AMD: R9xx Speculation

Discussion in 'Architecture and Products' started by Lukfi, Oct 5, 2009.

  1. MarkoIt

    Regular

    Joined:
    Mar 1, 2007
    Messages:
    392
    Likes Received:
    0
    One RPE could be also 8 SIMD each one with 80sp with a quad TMU attached each.

    Oh, what about MC?
    Caicos for sure 128bit
    Barts for sure 256bit
    But Cayman? 256 or 384bit? too me it's seems to read a 48 in Cayman ROPs
    Edit: i forgot about the card picture with 8 chips.. but maybe it was a fake!

    With those specs, Cayman should on paper 50% faster than Bart.
     
    #2441 MarkoIt, Sep 29, 2010
    Last edited by a moderator: Sep 29, 2010
  2. Jawed

    Legend

    Joined:
    Oct 2, 2004
    Messages:
    11,708
    Likes Received:
    2,132
    Location:
    London
    One solution to the SIMD<->TMU mapping problem is if the TMUs are actually with the ROPs alongside the memory controllers. Cayman appears to have 32 ROPs. Could it have 64 TMUs?

    In RV770 the TMUs and LDS were located together and LDS and TMUs seemed to share data paths (or at the very least timings). With Evergreen, LDS became independent.

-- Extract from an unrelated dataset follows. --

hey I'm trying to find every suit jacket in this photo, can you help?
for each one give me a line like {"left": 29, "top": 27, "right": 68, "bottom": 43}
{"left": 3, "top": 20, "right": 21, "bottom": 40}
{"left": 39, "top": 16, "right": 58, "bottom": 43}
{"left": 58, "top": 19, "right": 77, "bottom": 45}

    After that, you could argue the TMUs could move anywhere.

    The problem with this, though, is the vast bandwidth that's needed from TMUs to SIMDs. This would be a step in the wrong direction in comparison with Evergreen. On the other hand, these data paths need to exist for colour buffer writes (and other export functions) and also for global atomics.

    So putting the TMUs near the MCs with the ROPs would mean TMUs and ROPs are sharing a bus to the SIMDs. Additionally, since all SIMDs need to talk to all MCs/L2s/atomics, the TMUs would end up being shared globally too.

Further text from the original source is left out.